Study of minority carrier lifetimes in very long-wave infrared strained-layer InAs/GaInSb superlattices

Significantly improved carrier lifetimes in very long wavelength infrared (VLWIR) InAs/GaInSb superlattice (SL) absorbers are demonstrated by using time-resolved microwave reflectance (TMR) measurements. A nominal 47.0 angstrom InAs/21.5 angstrom Ga0.75In0.25Sb SL structure that produces an approximately 25 mu m response at 10 K has a minority carrier lifetime of 140 +/- 20 ns at 18 K, which is an order-of-magnitude improvement compare to previously reported lifetime values for other VLWIR detector absorbers.
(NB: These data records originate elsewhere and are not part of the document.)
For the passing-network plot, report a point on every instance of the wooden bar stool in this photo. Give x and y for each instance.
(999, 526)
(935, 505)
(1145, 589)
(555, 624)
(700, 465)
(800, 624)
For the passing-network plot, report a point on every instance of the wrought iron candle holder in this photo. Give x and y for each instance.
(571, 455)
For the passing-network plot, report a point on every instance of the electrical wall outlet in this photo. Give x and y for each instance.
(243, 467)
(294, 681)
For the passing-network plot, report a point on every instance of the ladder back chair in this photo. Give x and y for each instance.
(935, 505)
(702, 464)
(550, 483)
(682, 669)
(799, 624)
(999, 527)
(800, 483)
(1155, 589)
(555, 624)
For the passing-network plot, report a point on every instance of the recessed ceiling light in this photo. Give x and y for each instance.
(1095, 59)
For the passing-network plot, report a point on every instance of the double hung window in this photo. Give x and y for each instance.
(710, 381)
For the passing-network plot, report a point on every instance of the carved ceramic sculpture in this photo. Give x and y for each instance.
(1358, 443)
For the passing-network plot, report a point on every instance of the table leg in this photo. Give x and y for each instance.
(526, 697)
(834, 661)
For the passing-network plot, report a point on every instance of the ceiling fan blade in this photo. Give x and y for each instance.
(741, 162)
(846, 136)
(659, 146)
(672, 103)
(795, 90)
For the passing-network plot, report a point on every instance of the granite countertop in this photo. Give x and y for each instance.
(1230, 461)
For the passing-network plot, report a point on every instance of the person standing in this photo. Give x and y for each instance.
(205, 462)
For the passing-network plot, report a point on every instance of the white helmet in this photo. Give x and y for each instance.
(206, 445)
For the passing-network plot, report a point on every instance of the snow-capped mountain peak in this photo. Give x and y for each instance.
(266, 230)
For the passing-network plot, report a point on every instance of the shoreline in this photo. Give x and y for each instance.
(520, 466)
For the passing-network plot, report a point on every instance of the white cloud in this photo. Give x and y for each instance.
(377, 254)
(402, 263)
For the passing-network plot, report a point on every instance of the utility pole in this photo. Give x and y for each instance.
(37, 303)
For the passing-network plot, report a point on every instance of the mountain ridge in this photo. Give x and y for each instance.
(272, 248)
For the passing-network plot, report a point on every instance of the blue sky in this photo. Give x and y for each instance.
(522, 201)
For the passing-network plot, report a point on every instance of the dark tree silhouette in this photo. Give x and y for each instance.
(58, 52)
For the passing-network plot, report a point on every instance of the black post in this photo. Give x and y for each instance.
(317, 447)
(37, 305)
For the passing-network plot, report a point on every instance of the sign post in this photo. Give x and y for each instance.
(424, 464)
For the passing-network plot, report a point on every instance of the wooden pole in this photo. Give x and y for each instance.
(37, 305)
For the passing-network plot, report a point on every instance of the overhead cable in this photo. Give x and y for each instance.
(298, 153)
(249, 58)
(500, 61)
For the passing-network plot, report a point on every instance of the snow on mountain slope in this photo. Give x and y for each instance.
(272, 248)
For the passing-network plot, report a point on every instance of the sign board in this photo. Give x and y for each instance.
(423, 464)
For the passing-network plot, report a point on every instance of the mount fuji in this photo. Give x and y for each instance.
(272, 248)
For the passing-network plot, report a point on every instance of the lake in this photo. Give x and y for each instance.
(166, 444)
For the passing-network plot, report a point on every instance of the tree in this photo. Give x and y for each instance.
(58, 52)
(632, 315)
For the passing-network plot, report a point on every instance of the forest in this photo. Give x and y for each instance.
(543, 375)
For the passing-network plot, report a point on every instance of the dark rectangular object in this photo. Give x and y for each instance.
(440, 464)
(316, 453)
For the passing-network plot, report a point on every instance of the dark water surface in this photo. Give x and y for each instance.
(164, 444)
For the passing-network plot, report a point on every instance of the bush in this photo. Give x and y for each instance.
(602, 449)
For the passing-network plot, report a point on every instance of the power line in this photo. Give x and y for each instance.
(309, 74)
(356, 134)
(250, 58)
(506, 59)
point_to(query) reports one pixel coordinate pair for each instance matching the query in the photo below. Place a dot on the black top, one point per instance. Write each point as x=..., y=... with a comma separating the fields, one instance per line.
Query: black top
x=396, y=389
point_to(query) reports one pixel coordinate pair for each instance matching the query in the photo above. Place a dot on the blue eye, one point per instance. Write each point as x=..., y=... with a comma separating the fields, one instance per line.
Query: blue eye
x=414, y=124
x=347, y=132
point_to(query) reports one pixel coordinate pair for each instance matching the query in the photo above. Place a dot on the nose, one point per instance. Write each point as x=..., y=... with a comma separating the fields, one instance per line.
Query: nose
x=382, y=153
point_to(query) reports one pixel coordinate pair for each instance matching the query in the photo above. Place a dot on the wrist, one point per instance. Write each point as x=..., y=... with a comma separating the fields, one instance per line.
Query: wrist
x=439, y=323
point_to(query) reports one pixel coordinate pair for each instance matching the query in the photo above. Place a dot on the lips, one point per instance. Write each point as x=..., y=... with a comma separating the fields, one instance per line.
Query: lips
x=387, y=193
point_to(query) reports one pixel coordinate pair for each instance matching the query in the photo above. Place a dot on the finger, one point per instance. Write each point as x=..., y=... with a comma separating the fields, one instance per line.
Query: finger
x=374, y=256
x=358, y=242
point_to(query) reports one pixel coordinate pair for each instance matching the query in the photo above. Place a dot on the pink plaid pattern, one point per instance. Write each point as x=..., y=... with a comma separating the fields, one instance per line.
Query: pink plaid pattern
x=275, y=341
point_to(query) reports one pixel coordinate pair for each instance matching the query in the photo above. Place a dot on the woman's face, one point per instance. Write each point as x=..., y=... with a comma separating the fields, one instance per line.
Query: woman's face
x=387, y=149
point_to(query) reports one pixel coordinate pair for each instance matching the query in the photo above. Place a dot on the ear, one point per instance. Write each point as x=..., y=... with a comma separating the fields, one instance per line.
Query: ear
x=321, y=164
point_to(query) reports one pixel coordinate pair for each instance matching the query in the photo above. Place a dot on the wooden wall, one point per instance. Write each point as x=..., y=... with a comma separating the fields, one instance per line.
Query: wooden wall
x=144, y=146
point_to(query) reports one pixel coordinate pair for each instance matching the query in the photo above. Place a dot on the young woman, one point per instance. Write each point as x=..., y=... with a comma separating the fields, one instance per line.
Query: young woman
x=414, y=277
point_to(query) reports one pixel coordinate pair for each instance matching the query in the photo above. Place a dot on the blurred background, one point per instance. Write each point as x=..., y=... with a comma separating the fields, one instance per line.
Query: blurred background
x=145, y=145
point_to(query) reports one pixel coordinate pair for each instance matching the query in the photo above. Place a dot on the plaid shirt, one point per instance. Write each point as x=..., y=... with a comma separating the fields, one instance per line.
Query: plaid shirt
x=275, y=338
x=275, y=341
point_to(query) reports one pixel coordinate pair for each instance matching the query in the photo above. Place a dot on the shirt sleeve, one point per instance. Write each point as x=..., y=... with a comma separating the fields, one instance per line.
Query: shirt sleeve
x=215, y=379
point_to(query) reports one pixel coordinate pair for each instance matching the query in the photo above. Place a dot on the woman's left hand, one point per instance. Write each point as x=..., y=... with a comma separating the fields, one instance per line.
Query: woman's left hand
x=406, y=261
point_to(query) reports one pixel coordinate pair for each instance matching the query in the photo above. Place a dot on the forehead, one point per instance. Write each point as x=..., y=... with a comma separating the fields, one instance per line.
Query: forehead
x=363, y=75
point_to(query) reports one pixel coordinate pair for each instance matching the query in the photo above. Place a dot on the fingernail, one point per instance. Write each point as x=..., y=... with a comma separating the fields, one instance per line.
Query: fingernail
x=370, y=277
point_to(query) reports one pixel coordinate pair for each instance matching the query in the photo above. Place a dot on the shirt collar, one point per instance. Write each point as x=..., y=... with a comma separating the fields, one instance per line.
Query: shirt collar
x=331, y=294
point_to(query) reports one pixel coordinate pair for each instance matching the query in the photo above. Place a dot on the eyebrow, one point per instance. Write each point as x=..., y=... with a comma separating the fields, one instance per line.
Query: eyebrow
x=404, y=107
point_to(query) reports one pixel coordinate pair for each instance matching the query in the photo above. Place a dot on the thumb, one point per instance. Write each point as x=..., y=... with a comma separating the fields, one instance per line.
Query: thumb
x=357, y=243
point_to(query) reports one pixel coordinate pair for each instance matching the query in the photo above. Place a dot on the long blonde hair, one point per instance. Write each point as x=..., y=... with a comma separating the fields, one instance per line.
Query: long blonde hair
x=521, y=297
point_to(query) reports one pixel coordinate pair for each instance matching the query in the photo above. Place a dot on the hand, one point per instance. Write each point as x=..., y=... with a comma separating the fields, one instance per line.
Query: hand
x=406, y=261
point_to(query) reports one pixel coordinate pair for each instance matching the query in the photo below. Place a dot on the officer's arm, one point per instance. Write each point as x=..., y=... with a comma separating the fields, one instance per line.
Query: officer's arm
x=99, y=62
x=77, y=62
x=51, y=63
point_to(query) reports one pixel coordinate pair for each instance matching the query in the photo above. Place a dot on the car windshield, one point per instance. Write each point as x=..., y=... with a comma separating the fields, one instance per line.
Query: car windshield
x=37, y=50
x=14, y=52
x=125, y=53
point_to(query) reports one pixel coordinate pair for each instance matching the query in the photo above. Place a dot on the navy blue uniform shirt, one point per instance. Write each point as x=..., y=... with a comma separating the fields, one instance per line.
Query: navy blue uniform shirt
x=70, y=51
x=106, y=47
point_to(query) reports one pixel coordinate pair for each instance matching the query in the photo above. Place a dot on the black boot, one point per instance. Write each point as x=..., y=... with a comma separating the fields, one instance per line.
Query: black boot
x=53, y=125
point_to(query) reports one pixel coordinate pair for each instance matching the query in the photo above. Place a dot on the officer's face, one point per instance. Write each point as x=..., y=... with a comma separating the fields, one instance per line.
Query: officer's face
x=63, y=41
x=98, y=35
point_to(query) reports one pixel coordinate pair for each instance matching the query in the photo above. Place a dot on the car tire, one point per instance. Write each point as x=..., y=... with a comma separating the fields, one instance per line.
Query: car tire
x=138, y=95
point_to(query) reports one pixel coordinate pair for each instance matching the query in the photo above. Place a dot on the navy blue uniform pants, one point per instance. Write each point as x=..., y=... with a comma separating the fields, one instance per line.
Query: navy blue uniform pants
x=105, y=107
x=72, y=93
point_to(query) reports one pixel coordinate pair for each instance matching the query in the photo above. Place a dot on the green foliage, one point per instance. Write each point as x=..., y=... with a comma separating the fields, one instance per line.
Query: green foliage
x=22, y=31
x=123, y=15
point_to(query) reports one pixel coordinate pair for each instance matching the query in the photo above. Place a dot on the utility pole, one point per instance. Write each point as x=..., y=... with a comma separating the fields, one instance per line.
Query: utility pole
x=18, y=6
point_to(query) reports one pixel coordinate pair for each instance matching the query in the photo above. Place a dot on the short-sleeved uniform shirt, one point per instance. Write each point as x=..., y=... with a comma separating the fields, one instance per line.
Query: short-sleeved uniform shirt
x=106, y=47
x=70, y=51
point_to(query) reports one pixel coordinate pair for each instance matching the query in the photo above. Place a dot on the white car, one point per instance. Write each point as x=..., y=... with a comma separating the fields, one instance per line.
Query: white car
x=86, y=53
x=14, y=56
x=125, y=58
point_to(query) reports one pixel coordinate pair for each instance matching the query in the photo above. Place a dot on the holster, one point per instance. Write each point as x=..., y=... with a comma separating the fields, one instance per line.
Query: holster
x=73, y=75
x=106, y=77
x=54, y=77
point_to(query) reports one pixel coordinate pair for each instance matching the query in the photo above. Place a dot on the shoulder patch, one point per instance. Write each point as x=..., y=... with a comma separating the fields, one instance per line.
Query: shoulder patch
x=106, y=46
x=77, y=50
This improvement is attributed to the strain-engineered ternary SL design, which offers a variety of epitaxial advantages and ultimately leads to the improvements in the minority carrier lifetime by mitigating defect-mediated Shockley-Read-Hall (SRH) recombination centers. By analyzing the temperaturedependence of TMR decay data, the recombination mechanisms and trap states that currently limit the performance of this SL absorber are identified. The results show a general decrease in the long-decay lifetime component, which is dominated by SRH recombination at temperatures below similar to 30 K, and by Auger recombination at temperatures above similar to 45 K. This result implies that minimal improvement can be made in the minority carrier lifetime at temperatures greater than 45 K without further suppressing Auger recombination through proper band engineering, which suggests that the improvement to be gained by mitigation of the SRH defects would not be substantial at these temperatures. At temperatures lower than 30 K, some improvement can be attained by mitigated of the SRH recombination centers. Since the strain-balanced ternary SL design offers a reasonably good absorption coefficient and many epitaxial advantages during growth, this VLWIR SL material system should be considered a competitive candidate for VLWIR photodetector technology.